EasyPassport logoEasyPassport
Skilled MigrationActive

Canada

Provincial Nominee Program (PNP)

Also known as: PNP, Provincial Nominee Program, OINP (Ontario), BC PNP, Enhanced & Base nominations

Regulator: Immigration, Refugees and Citizenship Canada (IRCC), with each province/territory's nominating authorityOfficial program site ↗
Pass mark
Varies by province
Model
Ranked pool
Leads to
Direct PR
Path to PR
Immediate
Job offer
Language test
Yes
Processing
Varies

Points system

Skilled work experience

Years and relevance of work experience, often weighted toward a province's in-demand occupations (NOC list).

Language ability

CLB level in English and/or French.

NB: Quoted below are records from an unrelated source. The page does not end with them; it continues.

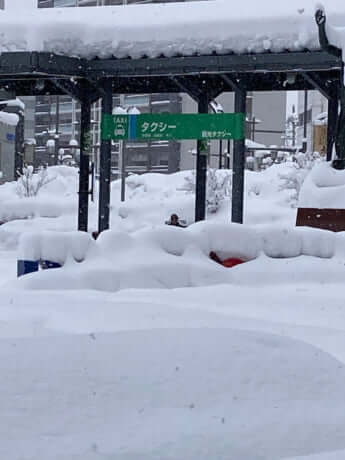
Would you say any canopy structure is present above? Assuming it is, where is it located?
[0,0,345,231]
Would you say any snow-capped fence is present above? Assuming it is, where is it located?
[18,222,345,276]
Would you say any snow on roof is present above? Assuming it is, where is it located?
[0,112,19,126]
[0,0,345,58]
[1,98,25,110]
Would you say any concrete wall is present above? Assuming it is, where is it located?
[0,123,16,184]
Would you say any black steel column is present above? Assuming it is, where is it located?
[231,89,247,224]
[195,94,209,222]
[98,80,113,233]
[14,111,25,180]
[327,91,339,161]
[78,94,91,232]
[332,88,345,170]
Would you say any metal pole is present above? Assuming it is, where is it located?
[98,80,113,233]
[121,142,127,202]
[327,87,339,161]
[302,89,308,152]
[54,96,60,165]
[231,89,247,224]
[195,94,209,222]
[117,94,126,202]
[78,94,91,232]
[226,139,231,169]
[219,139,223,169]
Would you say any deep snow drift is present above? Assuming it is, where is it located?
[0,164,345,460]
[0,163,296,249]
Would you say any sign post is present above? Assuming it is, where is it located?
[101,112,245,222]
[102,113,245,141]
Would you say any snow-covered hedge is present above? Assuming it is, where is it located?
[18,222,345,264]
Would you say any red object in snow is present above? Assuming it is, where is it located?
[222,257,244,268]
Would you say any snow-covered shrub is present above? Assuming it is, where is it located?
[279,152,321,207]
[17,166,55,198]
[181,169,232,214]
[206,169,232,213]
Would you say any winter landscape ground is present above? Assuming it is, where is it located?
[0,163,345,460]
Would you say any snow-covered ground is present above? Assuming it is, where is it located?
[0,165,345,460]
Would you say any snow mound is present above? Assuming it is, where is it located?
[299,163,345,209]
[15,222,345,292]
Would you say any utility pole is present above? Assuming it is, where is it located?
[54,96,60,166]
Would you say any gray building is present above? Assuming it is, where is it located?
[35,0,286,173]
[180,92,287,170]
[0,112,19,184]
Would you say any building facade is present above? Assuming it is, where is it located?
[35,0,286,175]
[297,91,328,155]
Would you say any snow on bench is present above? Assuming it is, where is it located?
[0,0,345,58]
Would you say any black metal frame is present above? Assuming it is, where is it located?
[0,10,345,231]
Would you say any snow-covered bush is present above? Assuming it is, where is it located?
[182,169,232,214]
[17,166,55,198]
[279,152,321,207]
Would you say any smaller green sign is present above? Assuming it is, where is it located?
[102,113,245,141]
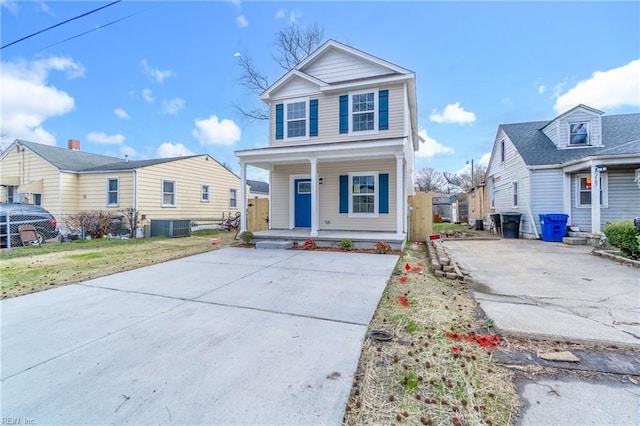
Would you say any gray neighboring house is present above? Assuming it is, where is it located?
[485,104,640,238]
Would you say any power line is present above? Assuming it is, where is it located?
[0,0,122,50]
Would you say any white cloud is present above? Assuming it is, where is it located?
[142,89,155,103]
[140,59,176,83]
[289,9,302,24]
[236,15,249,28]
[554,59,640,114]
[0,56,84,145]
[113,108,131,120]
[416,130,455,158]
[429,102,476,124]
[191,115,242,145]
[87,132,124,145]
[156,142,195,158]
[162,98,185,115]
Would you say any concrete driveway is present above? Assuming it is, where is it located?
[445,239,640,347]
[0,248,398,425]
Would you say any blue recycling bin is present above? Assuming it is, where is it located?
[539,213,569,243]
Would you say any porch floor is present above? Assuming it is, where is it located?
[253,228,407,250]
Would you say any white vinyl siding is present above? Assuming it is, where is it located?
[269,158,396,232]
[269,84,408,146]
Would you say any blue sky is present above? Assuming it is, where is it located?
[0,0,640,179]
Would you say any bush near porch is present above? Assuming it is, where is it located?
[603,220,640,259]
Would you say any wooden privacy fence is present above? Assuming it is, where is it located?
[247,197,269,232]
[409,192,433,241]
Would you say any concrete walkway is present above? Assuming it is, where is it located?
[445,239,640,426]
[0,248,398,425]
[445,239,640,347]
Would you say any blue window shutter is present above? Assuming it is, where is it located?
[276,104,284,139]
[340,175,349,213]
[309,99,318,136]
[378,90,389,130]
[340,95,349,133]
[378,173,389,213]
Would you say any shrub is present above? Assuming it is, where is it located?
[340,240,353,251]
[302,237,316,250]
[603,220,640,258]
[240,231,253,244]
[376,241,391,254]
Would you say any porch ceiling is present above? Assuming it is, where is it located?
[235,138,407,170]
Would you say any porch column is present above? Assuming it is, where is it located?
[309,158,318,237]
[238,161,247,235]
[396,154,405,236]
[591,166,600,234]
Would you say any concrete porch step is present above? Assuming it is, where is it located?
[562,237,587,246]
[256,240,293,250]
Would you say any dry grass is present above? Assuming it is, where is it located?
[0,232,236,299]
[344,246,519,425]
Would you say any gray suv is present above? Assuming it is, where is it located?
[0,203,58,247]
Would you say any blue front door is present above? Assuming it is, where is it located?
[294,179,311,228]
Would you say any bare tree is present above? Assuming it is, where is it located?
[416,167,447,192]
[234,23,324,120]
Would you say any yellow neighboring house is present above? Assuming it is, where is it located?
[0,139,241,230]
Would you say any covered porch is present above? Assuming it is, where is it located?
[235,138,412,241]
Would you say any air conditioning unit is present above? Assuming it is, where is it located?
[151,219,191,238]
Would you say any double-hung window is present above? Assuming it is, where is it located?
[569,122,589,145]
[286,101,307,138]
[107,178,120,207]
[229,189,238,208]
[576,173,608,207]
[349,173,378,215]
[162,180,176,207]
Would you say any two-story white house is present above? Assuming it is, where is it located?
[235,40,421,247]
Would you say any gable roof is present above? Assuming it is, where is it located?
[7,139,124,171]
[260,40,414,102]
[499,113,640,166]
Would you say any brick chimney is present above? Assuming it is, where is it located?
[67,139,80,151]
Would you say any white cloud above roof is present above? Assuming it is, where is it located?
[0,56,84,146]
[554,59,640,114]
[156,142,195,158]
[113,108,131,120]
[416,130,455,158]
[429,102,476,124]
[87,132,124,145]
[191,115,242,145]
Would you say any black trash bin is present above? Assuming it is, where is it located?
[501,213,522,238]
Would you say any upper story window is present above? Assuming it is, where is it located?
[107,178,120,206]
[569,122,589,145]
[200,185,209,202]
[351,92,377,132]
[162,180,176,207]
[286,101,307,138]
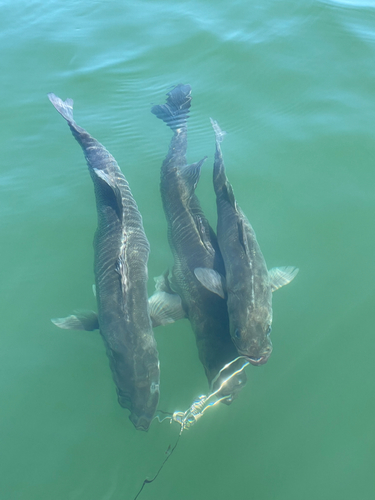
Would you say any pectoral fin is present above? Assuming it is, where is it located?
[194,267,225,299]
[51,311,99,332]
[237,218,250,257]
[268,266,299,292]
[148,291,186,328]
[92,168,123,220]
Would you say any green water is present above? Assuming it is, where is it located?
[0,0,375,500]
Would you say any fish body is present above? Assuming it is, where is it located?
[152,85,246,402]
[48,94,160,430]
[203,122,298,365]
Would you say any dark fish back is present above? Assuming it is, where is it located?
[49,94,159,430]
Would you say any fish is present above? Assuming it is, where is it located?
[195,120,298,365]
[48,93,160,431]
[151,84,246,404]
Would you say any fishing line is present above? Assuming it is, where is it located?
[134,356,249,500]
[134,432,181,500]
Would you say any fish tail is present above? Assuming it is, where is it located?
[48,92,74,125]
[151,84,191,130]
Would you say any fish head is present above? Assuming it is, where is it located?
[129,382,159,431]
[228,295,272,365]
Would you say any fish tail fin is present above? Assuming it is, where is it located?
[48,92,74,124]
[151,84,191,130]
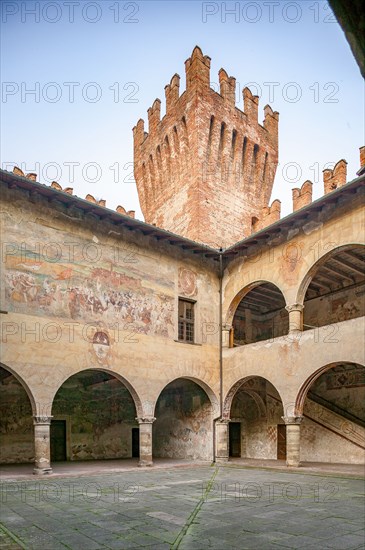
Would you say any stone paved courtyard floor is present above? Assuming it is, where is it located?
[0,464,365,550]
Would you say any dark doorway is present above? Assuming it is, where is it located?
[132,428,139,458]
[51,420,67,462]
[229,422,241,457]
[277,424,286,460]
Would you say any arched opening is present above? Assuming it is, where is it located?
[303,246,365,330]
[296,362,365,464]
[153,378,213,460]
[232,283,289,346]
[225,376,286,460]
[51,369,139,462]
[0,366,34,464]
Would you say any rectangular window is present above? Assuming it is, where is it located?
[179,298,194,343]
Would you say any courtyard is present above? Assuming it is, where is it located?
[0,462,365,550]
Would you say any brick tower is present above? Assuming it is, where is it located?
[133,46,279,248]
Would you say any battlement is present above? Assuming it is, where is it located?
[13,166,135,218]
[323,159,347,195]
[251,147,365,233]
[133,46,279,246]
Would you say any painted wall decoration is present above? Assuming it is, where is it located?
[0,376,34,464]
[3,226,174,337]
[152,380,212,460]
[52,370,137,460]
[179,267,198,297]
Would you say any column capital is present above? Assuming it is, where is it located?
[285,304,304,313]
[281,416,304,425]
[216,417,231,425]
[136,416,156,424]
[33,415,53,426]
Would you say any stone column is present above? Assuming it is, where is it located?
[285,304,304,333]
[136,416,156,466]
[222,324,232,348]
[215,418,230,462]
[33,416,52,475]
[282,416,303,468]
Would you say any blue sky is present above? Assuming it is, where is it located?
[1,0,364,219]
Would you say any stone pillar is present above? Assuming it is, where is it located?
[33,416,52,475]
[222,324,233,348]
[215,418,230,462]
[282,416,303,468]
[285,304,304,334]
[136,416,156,466]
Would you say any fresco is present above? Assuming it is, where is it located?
[5,244,174,337]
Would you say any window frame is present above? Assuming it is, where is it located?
[177,296,196,344]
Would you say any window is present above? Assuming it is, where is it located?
[179,298,194,342]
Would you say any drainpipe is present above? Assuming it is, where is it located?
[219,248,223,418]
[213,252,223,462]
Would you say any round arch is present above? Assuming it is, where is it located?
[152,375,220,415]
[0,363,37,416]
[51,367,143,416]
[296,243,365,305]
[222,374,284,418]
[225,279,287,325]
[294,361,365,416]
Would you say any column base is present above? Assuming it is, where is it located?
[286,462,302,468]
[33,467,52,476]
[138,460,153,468]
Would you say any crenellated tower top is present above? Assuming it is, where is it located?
[133,46,279,247]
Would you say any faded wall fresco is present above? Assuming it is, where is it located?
[233,309,289,346]
[308,364,365,422]
[304,284,365,337]
[3,222,174,337]
[230,378,283,459]
[52,371,138,460]
[152,380,212,460]
[0,368,34,464]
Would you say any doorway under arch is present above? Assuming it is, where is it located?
[51,369,138,462]
[232,282,289,346]
[225,376,286,460]
[0,365,34,464]
[152,378,213,460]
[296,362,365,464]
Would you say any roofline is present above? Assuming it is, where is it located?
[0,169,219,256]
[0,170,365,259]
[223,174,365,256]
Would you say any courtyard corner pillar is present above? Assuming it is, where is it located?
[285,304,304,333]
[136,416,156,466]
[282,416,303,468]
[33,416,52,475]
[215,418,230,462]
[222,324,233,348]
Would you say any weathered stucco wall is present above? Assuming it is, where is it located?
[1,183,219,430]
[153,380,213,460]
[52,371,138,460]
[0,376,34,463]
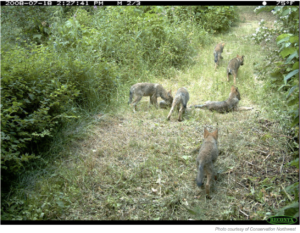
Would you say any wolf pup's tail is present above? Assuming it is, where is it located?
[214,52,218,63]
[128,90,132,104]
[196,164,204,187]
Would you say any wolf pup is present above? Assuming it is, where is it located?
[196,128,219,197]
[192,86,241,113]
[167,87,190,121]
[128,83,173,112]
[214,42,225,70]
[227,55,245,85]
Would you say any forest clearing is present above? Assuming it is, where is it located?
[1,6,299,220]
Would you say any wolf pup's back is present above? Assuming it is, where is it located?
[128,83,173,111]
[167,87,190,121]
[214,42,225,70]
[227,55,245,85]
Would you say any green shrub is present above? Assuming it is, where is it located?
[1,43,79,175]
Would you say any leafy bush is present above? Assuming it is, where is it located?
[1,43,79,173]
[1,41,117,176]
[253,3,299,217]
[252,6,299,137]
[169,6,239,33]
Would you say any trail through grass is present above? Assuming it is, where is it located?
[9,7,297,220]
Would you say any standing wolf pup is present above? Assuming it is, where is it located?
[214,42,225,70]
[191,86,241,113]
[227,55,245,85]
[128,83,173,112]
[167,87,190,121]
[196,128,219,197]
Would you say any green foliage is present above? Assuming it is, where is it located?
[253,3,299,217]
[252,6,299,136]
[1,6,55,45]
[167,6,239,33]
[1,46,79,173]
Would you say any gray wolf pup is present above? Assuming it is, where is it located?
[196,128,219,197]
[191,86,241,113]
[167,87,190,121]
[214,42,225,70]
[227,55,245,85]
[128,83,173,112]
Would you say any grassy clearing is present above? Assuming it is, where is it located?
[2,7,298,220]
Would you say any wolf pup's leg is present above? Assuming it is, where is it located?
[132,95,143,112]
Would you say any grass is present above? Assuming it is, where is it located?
[2,7,298,220]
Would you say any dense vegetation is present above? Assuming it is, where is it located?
[252,6,299,217]
[1,6,299,219]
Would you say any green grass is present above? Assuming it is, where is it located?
[2,8,298,220]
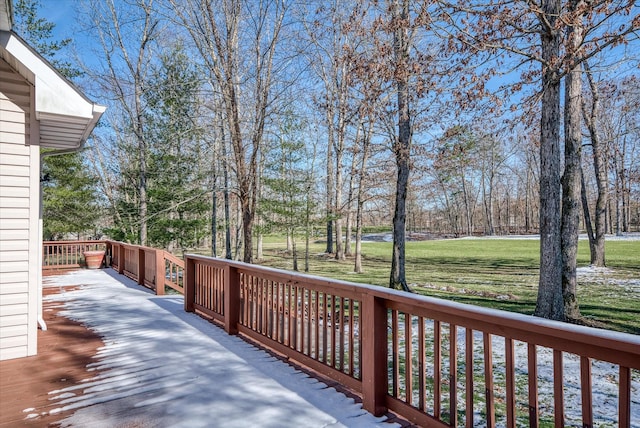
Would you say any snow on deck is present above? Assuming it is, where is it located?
[45,270,391,428]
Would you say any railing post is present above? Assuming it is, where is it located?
[184,255,196,312]
[224,265,240,334]
[118,244,125,275]
[155,249,166,296]
[137,247,146,286]
[361,293,388,416]
[104,241,113,267]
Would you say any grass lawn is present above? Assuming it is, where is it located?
[262,237,640,334]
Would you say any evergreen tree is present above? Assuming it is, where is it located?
[145,43,209,251]
[260,111,314,270]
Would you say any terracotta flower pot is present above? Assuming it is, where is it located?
[82,250,104,269]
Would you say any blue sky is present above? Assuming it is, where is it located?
[40,0,78,39]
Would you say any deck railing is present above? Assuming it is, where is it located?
[42,241,106,272]
[41,241,640,427]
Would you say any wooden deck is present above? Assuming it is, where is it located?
[0,270,412,428]
[0,287,103,428]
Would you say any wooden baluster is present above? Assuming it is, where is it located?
[527,343,539,428]
[580,357,593,428]
[553,349,564,428]
[482,333,496,428]
[224,266,240,334]
[391,309,400,398]
[404,313,413,405]
[449,324,458,427]
[418,317,426,411]
[504,337,516,428]
[433,320,442,419]
[464,328,473,428]
[360,294,388,416]
[618,366,637,428]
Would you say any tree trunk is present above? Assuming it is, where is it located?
[211,157,218,257]
[389,0,411,291]
[535,0,564,320]
[222,139,232,260]
[325,107,335,254]
[583,62,609,267]
[353,120,373,273]
[561,0,582,321]
[580,168,596,265]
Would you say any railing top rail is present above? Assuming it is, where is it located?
[164,251,184,267]
[187,254,640,369]
[42,239,107,245]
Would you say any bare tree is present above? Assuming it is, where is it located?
[87,0,160,245]
[169,0,287,263]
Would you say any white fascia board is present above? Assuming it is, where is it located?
[0,30,106,147]
[0,31,93,119]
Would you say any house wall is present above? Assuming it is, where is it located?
[0,59,41,360]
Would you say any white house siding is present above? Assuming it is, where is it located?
[0,59,41,360]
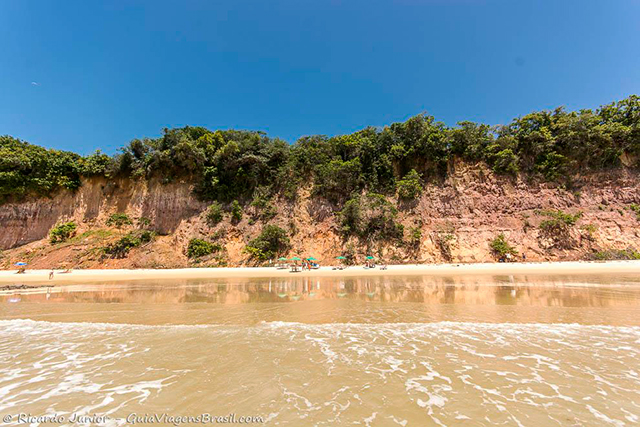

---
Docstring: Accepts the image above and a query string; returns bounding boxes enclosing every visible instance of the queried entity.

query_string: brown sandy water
[0,275,640,426]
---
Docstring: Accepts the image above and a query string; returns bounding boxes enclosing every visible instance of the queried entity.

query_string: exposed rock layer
[0,162,640,268]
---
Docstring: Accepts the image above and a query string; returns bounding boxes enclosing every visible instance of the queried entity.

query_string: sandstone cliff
[0,162,640,268]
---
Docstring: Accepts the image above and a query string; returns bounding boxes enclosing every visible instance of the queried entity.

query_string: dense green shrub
[397,169,422,200]
[0,95,640,205]
[206,202,224,226]
[489,233,518,258]
[187,239,222,258]
[245,225,290,261]
[49,221,78,243]
[0,136,81,203]
[408,227,422,249]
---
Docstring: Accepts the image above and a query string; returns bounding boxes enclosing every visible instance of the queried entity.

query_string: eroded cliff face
[0,162,640,268]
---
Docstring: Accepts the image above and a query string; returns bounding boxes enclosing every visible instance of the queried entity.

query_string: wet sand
[0,261,640,284]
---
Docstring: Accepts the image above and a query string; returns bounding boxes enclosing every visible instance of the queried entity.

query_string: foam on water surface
[0,319,640,426]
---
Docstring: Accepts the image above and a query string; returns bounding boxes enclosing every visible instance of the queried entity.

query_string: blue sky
[0,0,640,154]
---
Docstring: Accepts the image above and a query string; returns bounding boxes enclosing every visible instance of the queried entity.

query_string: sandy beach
[0,261,640,284]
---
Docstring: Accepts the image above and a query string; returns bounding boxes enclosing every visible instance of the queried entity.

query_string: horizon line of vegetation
[0,95,640,205]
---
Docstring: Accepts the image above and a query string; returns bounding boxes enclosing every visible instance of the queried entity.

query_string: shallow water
[0,276,640,426]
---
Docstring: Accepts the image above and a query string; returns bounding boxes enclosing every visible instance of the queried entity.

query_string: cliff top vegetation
[0,95,640,205]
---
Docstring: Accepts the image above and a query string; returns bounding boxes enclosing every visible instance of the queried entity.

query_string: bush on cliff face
[489,233,518,258]
[231,200,243,223]
[0,136,81,203]
[206,202,224,226]
[397,169,422,200]
[187,239,222,258]
[340,193,404,241]
[49,221,78,243]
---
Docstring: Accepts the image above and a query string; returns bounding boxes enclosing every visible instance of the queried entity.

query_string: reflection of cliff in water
[0,276,640,307]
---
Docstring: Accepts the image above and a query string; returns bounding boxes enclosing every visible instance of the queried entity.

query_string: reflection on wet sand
[0,276,640,325]
[0,276,640,307]
[0,275,640,427]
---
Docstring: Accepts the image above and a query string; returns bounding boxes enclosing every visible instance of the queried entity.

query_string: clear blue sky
[0,0,640,154]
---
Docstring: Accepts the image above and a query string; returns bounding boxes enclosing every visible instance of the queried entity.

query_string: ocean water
[0,276,640,426]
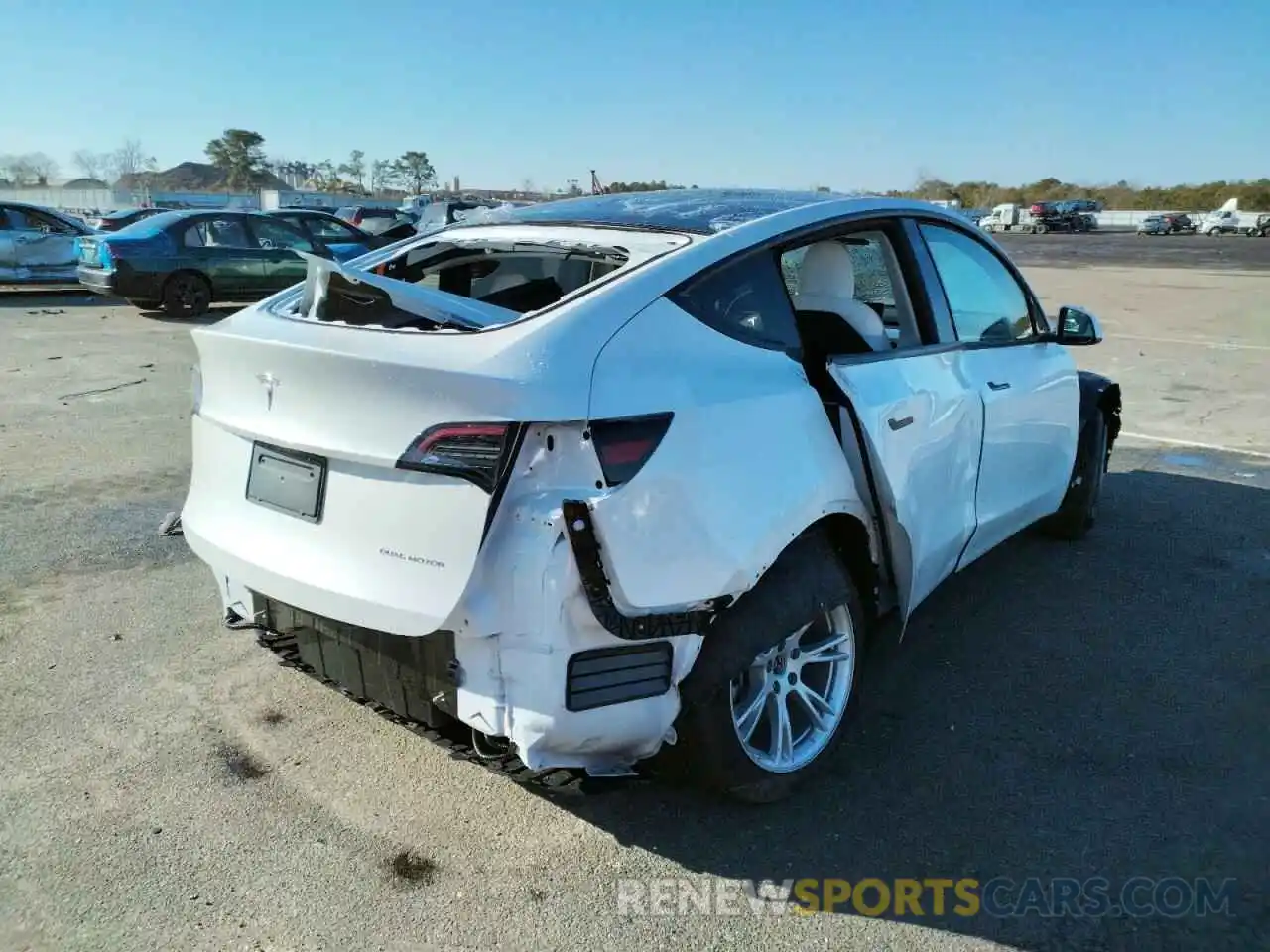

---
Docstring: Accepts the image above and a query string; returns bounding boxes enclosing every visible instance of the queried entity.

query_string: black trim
[562,499,731,641]
[480,422,530,545]
[263,598,462,726]
[839,398,904,602]
[564,641,675,711]
[1076,371,1120,456]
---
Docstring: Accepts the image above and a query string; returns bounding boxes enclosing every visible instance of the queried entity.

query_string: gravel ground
[996,231,1270,271]
[0,257,1270,952]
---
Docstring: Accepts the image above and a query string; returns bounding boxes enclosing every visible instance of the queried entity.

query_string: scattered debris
[216,744,269,780]
[387,849,439,886]
[58,377,146,400]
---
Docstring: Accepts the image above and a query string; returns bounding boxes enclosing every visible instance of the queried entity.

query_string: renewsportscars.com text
[616,876,1234,919]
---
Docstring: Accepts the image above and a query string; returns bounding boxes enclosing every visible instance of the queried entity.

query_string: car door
[782,221,983,621]
[248,214,317,295]
[297,214,370,262]
[0,205,18,281]
[9,207,81,281]
[918,222,1080,568]
[182,214,264,299]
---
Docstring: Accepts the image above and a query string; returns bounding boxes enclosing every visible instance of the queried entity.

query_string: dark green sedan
[76,210,334,317]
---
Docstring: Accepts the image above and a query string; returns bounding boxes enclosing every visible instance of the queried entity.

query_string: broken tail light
[590,413,675,486]
[396,422,516,493]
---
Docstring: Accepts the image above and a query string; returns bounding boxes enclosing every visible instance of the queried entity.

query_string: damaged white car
[182,190,1120,801]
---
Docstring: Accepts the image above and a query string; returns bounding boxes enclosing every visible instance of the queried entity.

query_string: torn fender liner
[562,499,731,641]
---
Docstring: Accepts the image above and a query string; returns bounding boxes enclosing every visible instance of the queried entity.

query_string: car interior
[781,231,921,359]
[377,248,625,313]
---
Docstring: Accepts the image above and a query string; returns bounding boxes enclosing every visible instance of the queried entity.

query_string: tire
[163,272,212,317]
[1042,413,1107,542]
[658,532,866,803]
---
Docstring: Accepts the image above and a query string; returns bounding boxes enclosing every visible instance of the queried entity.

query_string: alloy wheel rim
[731,606,856,774]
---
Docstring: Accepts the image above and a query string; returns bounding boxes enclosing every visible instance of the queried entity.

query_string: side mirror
[1054,304,1102,346]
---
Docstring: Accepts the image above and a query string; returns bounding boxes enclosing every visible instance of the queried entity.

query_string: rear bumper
[75,264,163,300]
[209,565,701,774]
[182,416,701,774]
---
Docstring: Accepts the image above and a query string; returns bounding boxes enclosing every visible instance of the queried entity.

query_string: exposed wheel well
[1098,384,1120,453]
[809,513,880,618]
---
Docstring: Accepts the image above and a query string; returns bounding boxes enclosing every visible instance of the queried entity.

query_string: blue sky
[10,0,1270,190]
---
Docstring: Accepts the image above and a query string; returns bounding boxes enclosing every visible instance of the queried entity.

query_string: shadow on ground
[560,471,1270,949]
[0,285,116,313]
[139,304,238,327]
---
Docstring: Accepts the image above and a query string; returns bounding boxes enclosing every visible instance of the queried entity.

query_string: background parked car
[0,202,94,285]
[335,204,416,235]
[77,210,334,317]
[266,208,393,262]
[87,208,164,231]
[1162,214,1195,235]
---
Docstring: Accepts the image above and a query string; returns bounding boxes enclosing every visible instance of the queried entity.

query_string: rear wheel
[662,535,865,803]
[163,272,212,317]
[1042,412,1107,540]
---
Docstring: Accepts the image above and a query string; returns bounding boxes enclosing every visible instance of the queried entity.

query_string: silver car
[0,202,94,285]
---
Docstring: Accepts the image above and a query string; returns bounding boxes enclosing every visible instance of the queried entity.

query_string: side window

Most skilled streams require an approved test (IELTS / CELPIP, or TEF / TCF for French).

Education

Credential level; foreign credentials usually need an Educational Credential Assessment (ECA).

Age

Most provincial grids award the most points to candidates in their late 20s to 30s, tapering with age.

Connection to the province

A valid job offer, prior study or work in the province, or close relatives there add significant points — and are mandatory in some streams.

Occupation & labour-market need

Whether your occupation is on the province's in-demand list drives both eligibility and which candidates are invited each draw.

Express Entry nomination

600 pts

An Enhanced (Express-Entry-aligned) nomination adds 600 CRS points to your federal profile — effectively guaranteeing an Invitation to Apply.

Path to permanent residency

  • Grants PR directly: Yes
  • Years to permanent residency: Immediate

A nomination leads to a permanent-residence application: Enhanced nominees apply through Express Entry (the +600 CRS all but guarantees an Invitation to Apply); Base nominees apply directly to IRCC. Neither requires an intermediate temporary status, though many candidates are already working in Canada on a permit.

Visas & streams

  • Two pathways: Enhanced (via Express Entry, +600 CRS) and Base (non-Express Entry, applied directly to IRCC)
  • Ontario Immigrant Nominee Program (OINP)
  • British Columbia PNP (BC PNP / SIRS)
  • Alberta Advantage Immigration Program (AAIP)
  • Saskatchewan Immigrant Nominee Program (SINP)
  • Manitoba Provincial Nominee Program (MPNP)
  • Other PNPs: New Brunswick, Newfoundland & Labrador, Nova Scotia, Prince Edward Island, Northwest Territories, Yukon
  • Stream families: skilled worker, international graduate, semi-skilled / in-demand occupation, and entrepreneur / business

Eligibility requirements

  • A genuine intention to live in the nominating province or territory
  • Meet the specific stream's criteria — occupation, work experience, education, language, and sometimes a job offer or other connection to the province
  • An approved language test for most skilled streams (IELTS / CELPIP, or TEF / TCF for French)
  • An Educational Credential Assessment (ECA) for foreign education where the stream requires it
  • For Enhanced streams: a valid Express Entry profile and eligibility for a federal Express Entry program (FSWP, FSTP, or CEC)

Disqualifiers

  • Inadmissibility to Canada (criminality, security, misrepresentation, or medical grounds)
  • No genuine intention to settle in the nominating province or territory
  • Not meeting the chosen stream's occupation, experience, language, or points criteria
  • The province's annual nomination allocation is already exhausted (you wait for the next intake rather than being refused)

Recent changes

  1. 2025

    The 2025–2027 Immigration Levels Plan cut the PNP target roughly in half — to 55,000 nominations for 2025 — prompting provinces to pause or tighten several streams and shrink their allocations.

  2. 2025-03-25

    Job-offer points were removed from the federal CRS, but a provincial nomination still adds 600 CRS points to an Express Entry profile.

  3. 2026

    The 2026–2028 Immigration Levels Plan raised the PNP target back to 91,500 (a 66% increase from 55,000), with Ontario receiving the largest provincial share.

Notes

The PNP is not a single program — 11 of Canada's 13 provinces and territories run their own streams (all except Quebec, which selects its own immigrants, and Nunavut, which has none), each with its own criteria and a federally set annual nomination cap. There are 50+ streams in roughly four families: skilled worker (often Express-Entry-aligned), international graduate, semi-skilled / in-demand occupation, and entrepreneur / business. Two routes lead to PR: an Enhanced nomination adds 600 CRS points to an Express Entry profile (effectively guaranteeing an Invitation to Apply); a Base nomination is submitted directly to IRCC outside Express Entry. Many skilled streams rank candidates through an Expression of Interest (EOI) system out of a province-specific maximum, so cut-offs and in-demand occupation lists shift with each draw — always check the specific province's current stream rules before applying.

EasyPassport is a document-organization tool focused on citizenship by descent. This page is reference research, not legal or immigration advice. Points tables, thresholds, and salary floors change frequently — always verify with the official program authority before acting.